基于响应曲面法的固废基地聚合物注浆材料优化(网络首发)

王刚1^,2，洪文腾¹，叶丽扬¹，张福来¹，郑程程²，王鹏举²

(1.福建理工大学 土木工程学院，福建 福州 350116；2.山东科技大学 土木工程与建筑学院，山东 青岛 266590)

摘要: 目的 针对盾构渣土等工业固废资源化利用的工程问题， 方法 本文通过D-最优混料设计及响应曲面法(Box-behnken设计)研制了一种以盾构渣土为主、工业废料为辅的固废基地质聚合物注浆材料，采用D-最优混料设计筛选盾构渣土、矿渣、钢渣、粉煤灰的固体粉料配比，而后通过响应曲面法分析研究了激发剂模数、浓度、液固比及胶砂比对流动度、28 d抗压、抗折强度的影响规律。结果 D-最优混料设计结果表明：在固体粉料配比为渣土60%、矿渣20%、钢渣15%、粉煤灰5%时，注浆材料具有较好的流动度和力学性能。方差分析结果表明：激发剂浓度对注浆材料流动度影响最显著(P<0.000 1)，其次为激发剂模数、胶砂比、液固比，随着激发剂浓度提高，注浆材料流动度降低，结石体 28 d 强度增加；激发剂模数对结石体 28 d 强度影响最显著，其次为激发剂浓度、胶砂比、液固比，随着激发剂模数提高，注浆材料流动度提高，结石体 28 d 强度降低；建立的流动度、28 d 抗压及抗折强度二次预测模型决定系数R⟡＞0.9，预测值与试验值相对误差＜8%，模型可信度高。结论 本文所研制的固废基地聚合物注浆材料具有较好的流动性和力学性能，研究成果可为实际隧道注浆工程的材料选择提供参考依据，也为盾构渣土等固废资源化利用提供可行途径。

关键词:固废基；地质聚合物；D-最优混料设计；响应曲面法；注浆材料

doi: 10.16186/j.cnki.1673-9787.2025060026

基金项目:国家自然科学基金项目（52478390）、福厦泉国家自主创新示范区协同创新平台项目2024-P-006、福建省第八批省引才“百人计划”创新创业项目

收稿日期：2025-06-15

修回日期：2025-07-10

网络首发日期：2025-09-09

Optimization of solid waste-based geopolymer grouting materials using response surface methodology(Online)
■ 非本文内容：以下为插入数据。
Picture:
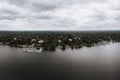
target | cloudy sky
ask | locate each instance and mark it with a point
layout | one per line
(59, 14)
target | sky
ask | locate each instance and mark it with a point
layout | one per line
(59, 15)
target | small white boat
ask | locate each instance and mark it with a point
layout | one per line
(32, 50)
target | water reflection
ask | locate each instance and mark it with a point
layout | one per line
(93, 63)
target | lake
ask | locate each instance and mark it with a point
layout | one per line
(88, 63)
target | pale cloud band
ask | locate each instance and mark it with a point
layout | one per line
(59, 14)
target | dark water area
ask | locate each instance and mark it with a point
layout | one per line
(93, 63)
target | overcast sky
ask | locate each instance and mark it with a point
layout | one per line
(59, 14)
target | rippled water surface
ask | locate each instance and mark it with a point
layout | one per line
(94, 63)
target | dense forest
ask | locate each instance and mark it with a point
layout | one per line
(50, 40)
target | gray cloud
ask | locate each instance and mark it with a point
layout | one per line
(59, 14)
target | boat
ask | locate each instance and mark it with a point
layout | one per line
(32, 50)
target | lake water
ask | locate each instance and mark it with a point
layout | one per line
(93, 63)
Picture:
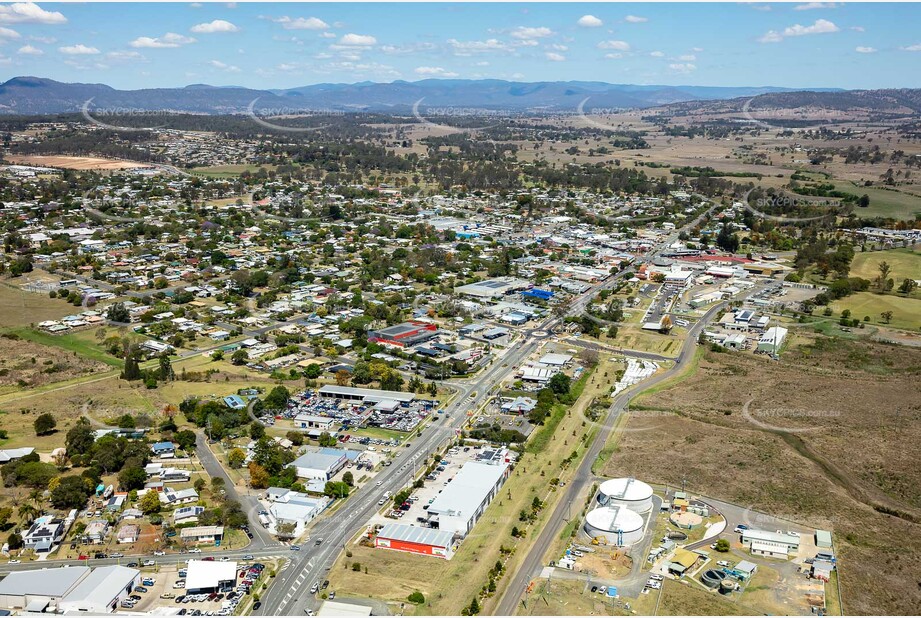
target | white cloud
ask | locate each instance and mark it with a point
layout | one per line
(301, 23)
(78, 50)
(218, 25)
(821, 26)
(125, 55)
(168, 40)
(809, 6)
(616, 45)
(682, 67)
(223, 66)
(29, 13)
(434, 72)
(525, 32)
(399, 50)
(468, 48)
(590, 21)
(357, 40)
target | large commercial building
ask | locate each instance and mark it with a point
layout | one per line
(102, 590)
(320, 464)
(38, 589)
(770, 544)
(68, 589)
(208, 576)
(405, 334)
(364, 395)
(416, 540)
(458, 507)
(627, 492)
(492, 288)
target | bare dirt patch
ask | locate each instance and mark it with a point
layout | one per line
(848, 465)
(74, 163)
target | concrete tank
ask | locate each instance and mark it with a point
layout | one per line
(627, 492)
(618, 525)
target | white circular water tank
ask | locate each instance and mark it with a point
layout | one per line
(618, 525)
(628, 492)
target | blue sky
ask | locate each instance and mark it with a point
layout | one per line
(284, 45)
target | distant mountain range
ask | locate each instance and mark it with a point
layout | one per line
(36, 95)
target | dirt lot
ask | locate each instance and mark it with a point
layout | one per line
(74, 163)
(27, 364)
(854, 411)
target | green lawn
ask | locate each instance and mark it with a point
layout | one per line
(906, 312)
(82, 343)
(883, 202)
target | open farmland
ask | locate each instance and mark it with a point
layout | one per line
(28, 364)
(795, 452)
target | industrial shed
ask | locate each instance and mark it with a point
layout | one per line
(41, 587)
(102, 591)
(416, 540)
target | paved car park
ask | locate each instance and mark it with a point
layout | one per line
(415, 511)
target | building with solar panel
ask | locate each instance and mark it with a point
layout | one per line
(405, 334)
(416, 540)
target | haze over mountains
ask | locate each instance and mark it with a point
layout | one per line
(36, 95)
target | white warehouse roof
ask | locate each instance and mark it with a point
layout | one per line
(206, 574)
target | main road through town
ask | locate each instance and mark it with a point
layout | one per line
(532, 563)
(290, 593)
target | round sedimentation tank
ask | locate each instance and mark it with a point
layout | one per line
(617, 525)
(627, 492)
(712, 578)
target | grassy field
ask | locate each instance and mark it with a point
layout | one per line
(83, 343)
(21, 308)
(905, 263)
(450, 586)
(679, 599)
(840, 463)
(883, 202)
(906, 312)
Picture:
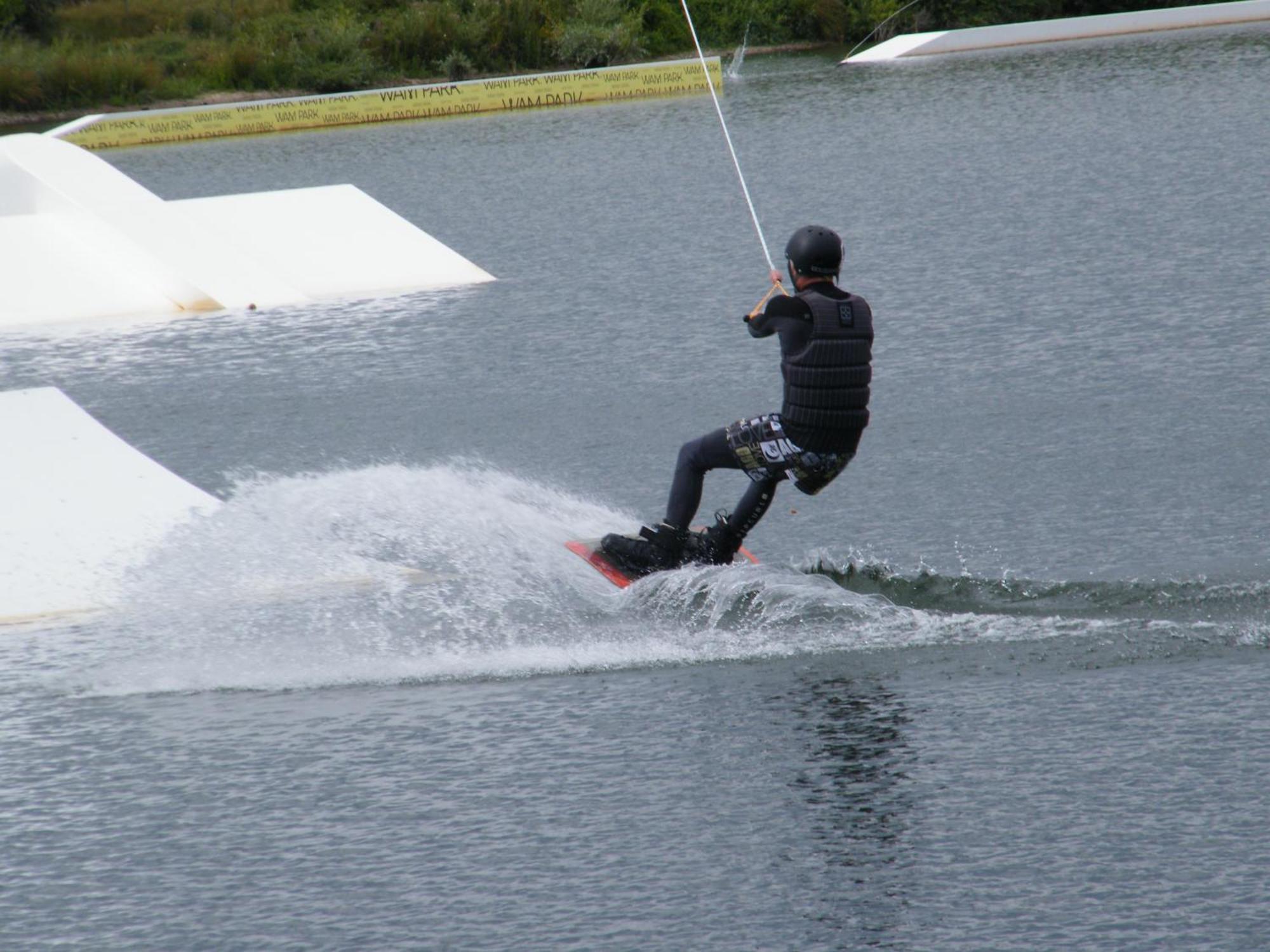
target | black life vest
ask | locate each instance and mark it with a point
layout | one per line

WANG Gang^1,2,HONG Wenteng¹,YE Liyang¹,ZHANG Fulai¹ ,ZHENG Chengcheng²,WANG Pengju²

（1. College of Civil Engineering, Fujian University of Technology, Fuzhou 350116,Fujian,China,2. College of Civil Engineering, Shandong University of Science and Technology, Qingdao 266590,Shandong, China）

Abstract: Objectives Regarding the engineering issues of resource utilization of industrial solid wastes such as shield muck, Methods a solid - waste - based geopolymer grouting material, with shield muck as the main component and industrial waste as a supplement, was developed through D - optimal mixture design and response surface methodology (Box - Behnken design). The D - optimal mixture design was used to screen the proportions of solid powders, including shield muck, slag, steel slag, and fly ash. Subsequently, the response surface methodology was employed to analyze and investigate the influence laws of activator modulus, concentration, liquid - solid ratio, and binder - sand ratio on flowability, 28 - day compressive strength, and flexural strength. Results The D - optimal mixture design indicated that the grouting material showed favorable flowability and mechanical properties when the solid powder proportion was 60% shield muck, 20% slag, 15% steel slag, and 5% fly ash. Analysis of variance results showed that activator concentration had the most significant effect on the flowability of the grouting material (P < 0.000 1), followed by activator modulus, binder - sand ratio, and liquid - solid ratio. As activator concentration increased, the flowability of the grouting material decreased, while the 28 - day strength of the stone body increased. Activator modulus had the most significant effect on the 28 - day strength of the stone body, followed by activator concentration, binder - sand ratio, and liquid - solid ratio. As activator modulus increased, the flowability of the grouting material improved, but the 28 - day strength of the stone body decreased. The quadratic prediction models established for flowability, 28 - day compressive strength, and flexural strength had coefficient of determination (R⟡ > 0.9, and the relative errors between predicted values and test values were < 8%, indicating that the models were highly reliable. Conclusions The solid - waste - based geopolymer grouting material developed in this study demonstrated good flowability and mechanical properties. The research results provided a reference basis for material selection in actual tunnel grouting projects and offered a feasible approach for the resource utilization of solid wastes such as shield muck.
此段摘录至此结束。